Today's edition of quick hits:
* It's a safe bet this is going to be interesting: "Michael Cohen, former lawyer and fixer to President Donald Trump, has agreed to testify publicly before Congress early next month before he goes to prison."
* Points for effort? "Senate Democrats, led by Senate Minority Leader Chuck Schumer and Maryland Sens. Chris Van Hollen and Ben Cardin, asked for a request for unanimous consent -- agreement from all 100 senators -- to vote on bills to reopen the government on Thursday, only for Senate Majority Leader Mitch McConnell to deny it."
* Seems relevant: "President Donald Trump has repeatedly advocated for a steel slat design for his border wall, which he described as 'absolutely critical to border security' in his Oval Office address to the nation Tuesday.

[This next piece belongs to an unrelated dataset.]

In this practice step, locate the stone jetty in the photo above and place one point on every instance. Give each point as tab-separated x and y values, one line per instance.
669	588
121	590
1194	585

But Department of Homeland Security testing of a steel slat prototype proved it could be cut through with a saw, according to a report by DHS."
* Radical nonsense: "Secretary of State Mike Pompeo delivered a scathing rebuke of the Obama administration's Mideast policies on Thursday, accusing the former president of "misguided" thinking that diminished America's role in the region while harming its longtime friends and emboldening Iran."
* The effects of the shutdown continue: "The two-week-old shutdown has halted one of the federal government's most important public health activities, the inspections of chemical factories, power plants, oil refineries, water treatment plants, and thousands of other industrial sites for pollution violations."
* This, too: "The association that represents thousands of FBI agents warned Thursday that a partial government shutdown could cause laboratory delays, reduce money for investigations and make it harder to recruit and retain agents."
* Quite a story: "The former commander of Guantánamo Navy base is under arrest, accused of covering up an affair and fight he had with a base worker who soon afterward was found drowned in the bay, according to an indictment obtained by McClatchy."
* Keep in mind, Montana is a border state, but it borders Canada, not Mexico: "Montana Senate President Scott Sales plans to introduce a bill that would have the state of Montana direct $8 million in funding to a wall along the U.S. southern border."
Anything to add? Consider this an open thread.